Inland from the beach, where the sea campion and cat’s-ear of the shingle give way to the wild, wind-harried grass of the Eye Field, a small bird bobs on the ground. An upright stance and slim black legs; a serge grey back and a fine black mask; an intense blush of apricot in the throat, fading to Jersey cream below, and a square white rump above a glossy black bar at the end of the tail. A cock wheatear has arrived on the same winds as the terns and has stopped to feed on the north edge of Norfolk Wildlife Trust Cley Marshes, before continuing his journey north. He’ll go perhaps to a moor in the north of England or in Scotland. But for now he has joined the terns in Norfolk, and your heart leaps in the knowledge that spring has come in the far-flown wings of these birds.

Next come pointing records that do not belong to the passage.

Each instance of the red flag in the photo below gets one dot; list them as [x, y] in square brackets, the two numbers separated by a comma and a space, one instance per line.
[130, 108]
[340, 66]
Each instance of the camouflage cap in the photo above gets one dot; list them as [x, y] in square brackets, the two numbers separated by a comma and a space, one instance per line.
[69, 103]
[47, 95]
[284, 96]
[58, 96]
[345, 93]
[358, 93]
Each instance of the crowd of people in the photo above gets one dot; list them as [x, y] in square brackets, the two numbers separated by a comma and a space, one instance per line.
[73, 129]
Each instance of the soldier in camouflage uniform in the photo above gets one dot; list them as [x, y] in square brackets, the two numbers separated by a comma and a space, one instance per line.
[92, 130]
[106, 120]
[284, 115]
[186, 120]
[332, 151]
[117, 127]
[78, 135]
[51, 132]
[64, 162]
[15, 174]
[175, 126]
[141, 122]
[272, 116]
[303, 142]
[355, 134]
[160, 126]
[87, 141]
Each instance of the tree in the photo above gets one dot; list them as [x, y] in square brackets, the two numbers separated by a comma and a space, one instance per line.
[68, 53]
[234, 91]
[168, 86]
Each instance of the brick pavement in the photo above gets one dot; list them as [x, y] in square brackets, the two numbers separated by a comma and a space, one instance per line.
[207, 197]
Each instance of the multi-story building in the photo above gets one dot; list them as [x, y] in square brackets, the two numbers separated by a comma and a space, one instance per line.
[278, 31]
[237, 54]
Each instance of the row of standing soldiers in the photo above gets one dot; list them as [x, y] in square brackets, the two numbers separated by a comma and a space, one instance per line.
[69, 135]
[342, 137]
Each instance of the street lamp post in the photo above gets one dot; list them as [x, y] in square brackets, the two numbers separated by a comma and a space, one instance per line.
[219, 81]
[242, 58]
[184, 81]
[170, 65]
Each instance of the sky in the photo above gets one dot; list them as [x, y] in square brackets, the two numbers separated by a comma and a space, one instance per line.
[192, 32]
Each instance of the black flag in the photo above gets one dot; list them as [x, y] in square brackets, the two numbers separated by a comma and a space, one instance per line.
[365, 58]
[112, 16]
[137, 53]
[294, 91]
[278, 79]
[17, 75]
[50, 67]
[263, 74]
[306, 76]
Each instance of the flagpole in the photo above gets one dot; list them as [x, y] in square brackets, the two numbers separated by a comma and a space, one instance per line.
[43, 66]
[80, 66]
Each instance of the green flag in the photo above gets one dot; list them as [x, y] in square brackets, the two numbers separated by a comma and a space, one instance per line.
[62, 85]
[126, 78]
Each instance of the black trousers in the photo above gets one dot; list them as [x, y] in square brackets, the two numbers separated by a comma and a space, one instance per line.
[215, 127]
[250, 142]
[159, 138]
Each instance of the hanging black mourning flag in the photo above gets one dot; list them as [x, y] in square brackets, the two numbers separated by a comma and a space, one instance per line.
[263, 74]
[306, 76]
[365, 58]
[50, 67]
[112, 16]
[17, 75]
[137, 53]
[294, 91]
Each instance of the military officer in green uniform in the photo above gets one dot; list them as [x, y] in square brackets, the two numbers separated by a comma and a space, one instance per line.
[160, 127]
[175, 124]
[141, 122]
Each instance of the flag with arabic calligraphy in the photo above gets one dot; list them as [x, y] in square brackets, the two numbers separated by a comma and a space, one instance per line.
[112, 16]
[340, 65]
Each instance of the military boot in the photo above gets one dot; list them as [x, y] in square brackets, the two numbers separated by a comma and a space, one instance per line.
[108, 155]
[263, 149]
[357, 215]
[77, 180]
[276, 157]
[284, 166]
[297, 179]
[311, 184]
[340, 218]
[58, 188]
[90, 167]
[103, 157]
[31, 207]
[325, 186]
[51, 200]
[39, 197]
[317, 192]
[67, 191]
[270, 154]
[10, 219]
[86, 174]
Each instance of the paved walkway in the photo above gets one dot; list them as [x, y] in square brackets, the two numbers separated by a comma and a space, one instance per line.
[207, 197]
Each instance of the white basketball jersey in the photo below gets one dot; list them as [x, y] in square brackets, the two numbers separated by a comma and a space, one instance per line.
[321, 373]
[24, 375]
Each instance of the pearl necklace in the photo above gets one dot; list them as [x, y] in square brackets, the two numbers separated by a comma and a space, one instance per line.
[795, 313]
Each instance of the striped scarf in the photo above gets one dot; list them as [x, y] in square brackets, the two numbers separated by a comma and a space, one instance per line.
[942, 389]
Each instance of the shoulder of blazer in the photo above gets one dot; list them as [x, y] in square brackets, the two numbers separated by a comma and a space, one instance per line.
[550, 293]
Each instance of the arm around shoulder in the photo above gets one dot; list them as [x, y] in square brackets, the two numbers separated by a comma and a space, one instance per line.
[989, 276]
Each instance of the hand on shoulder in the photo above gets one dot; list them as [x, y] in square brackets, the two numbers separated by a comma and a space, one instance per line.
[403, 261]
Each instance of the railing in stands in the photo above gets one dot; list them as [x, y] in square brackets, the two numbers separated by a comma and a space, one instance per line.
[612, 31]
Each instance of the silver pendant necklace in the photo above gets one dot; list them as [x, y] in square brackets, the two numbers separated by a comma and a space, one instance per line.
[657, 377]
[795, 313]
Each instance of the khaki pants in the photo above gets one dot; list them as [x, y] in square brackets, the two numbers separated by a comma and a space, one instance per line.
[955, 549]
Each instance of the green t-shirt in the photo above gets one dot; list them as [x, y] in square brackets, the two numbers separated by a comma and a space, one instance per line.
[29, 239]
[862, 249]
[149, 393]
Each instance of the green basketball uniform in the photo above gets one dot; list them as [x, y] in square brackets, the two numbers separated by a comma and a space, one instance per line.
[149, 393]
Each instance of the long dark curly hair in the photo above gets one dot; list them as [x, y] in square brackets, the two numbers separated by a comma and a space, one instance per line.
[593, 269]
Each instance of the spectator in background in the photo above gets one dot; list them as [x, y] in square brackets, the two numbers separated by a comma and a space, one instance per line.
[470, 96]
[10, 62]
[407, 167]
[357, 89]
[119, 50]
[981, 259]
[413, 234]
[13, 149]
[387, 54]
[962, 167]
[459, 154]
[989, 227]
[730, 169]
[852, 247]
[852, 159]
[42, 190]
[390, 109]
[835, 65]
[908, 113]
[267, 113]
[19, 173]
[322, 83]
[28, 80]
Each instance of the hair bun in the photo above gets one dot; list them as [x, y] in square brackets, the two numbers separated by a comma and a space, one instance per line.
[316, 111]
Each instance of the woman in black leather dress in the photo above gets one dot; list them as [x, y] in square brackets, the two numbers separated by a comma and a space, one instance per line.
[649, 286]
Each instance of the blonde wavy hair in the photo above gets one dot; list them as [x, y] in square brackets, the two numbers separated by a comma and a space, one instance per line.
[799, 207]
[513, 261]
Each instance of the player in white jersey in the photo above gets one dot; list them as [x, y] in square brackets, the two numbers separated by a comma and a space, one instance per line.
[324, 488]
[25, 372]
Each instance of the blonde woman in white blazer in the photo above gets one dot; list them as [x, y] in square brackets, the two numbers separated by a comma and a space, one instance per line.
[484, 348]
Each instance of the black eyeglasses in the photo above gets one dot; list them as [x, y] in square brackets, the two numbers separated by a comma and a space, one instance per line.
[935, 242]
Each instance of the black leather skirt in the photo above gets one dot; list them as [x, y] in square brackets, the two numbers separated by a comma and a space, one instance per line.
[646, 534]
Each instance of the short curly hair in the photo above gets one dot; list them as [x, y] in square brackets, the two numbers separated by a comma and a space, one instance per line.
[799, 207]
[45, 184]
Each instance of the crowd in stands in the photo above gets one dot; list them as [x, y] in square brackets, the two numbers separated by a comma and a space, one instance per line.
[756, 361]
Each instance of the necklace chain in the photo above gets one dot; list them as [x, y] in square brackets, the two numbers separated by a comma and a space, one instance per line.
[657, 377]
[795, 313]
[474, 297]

The next day you walk in a wood, on a carpet of sharp-green dog’s mercury, and your ears are called to the pollen-heavy willows at the wood’s edge by another voice from Africa. A lilting two-note song, unheard since the autumn before, announces that springs wings have reached the wood too. After this chiffchaff will come the blackcaps – fluty and fruity and loud – and the willow warblers – languid and liquid – until spring song cascades from every bush and tree.
A red admiral has been woken from its winter sleep on the trunk of an ivy-hugged oak by the first rays of the spring sun, and by the chiffchaff’s song perhaps. A brimstone dives through a clearing, slicing the spring air with its colour. Now the terns have added their calls to the gossip of stones on the beach; now the wheatear has flashed his rump in the Eye; now the chiffchaff has lisped his first note from the wood’s edge and called into the being last autumn’s sleeping butterflies; the spring is here. Frosts will come again, breath-freezing mornings and bud-burning nights, but in these African wings spring has arrived and there is no turning back.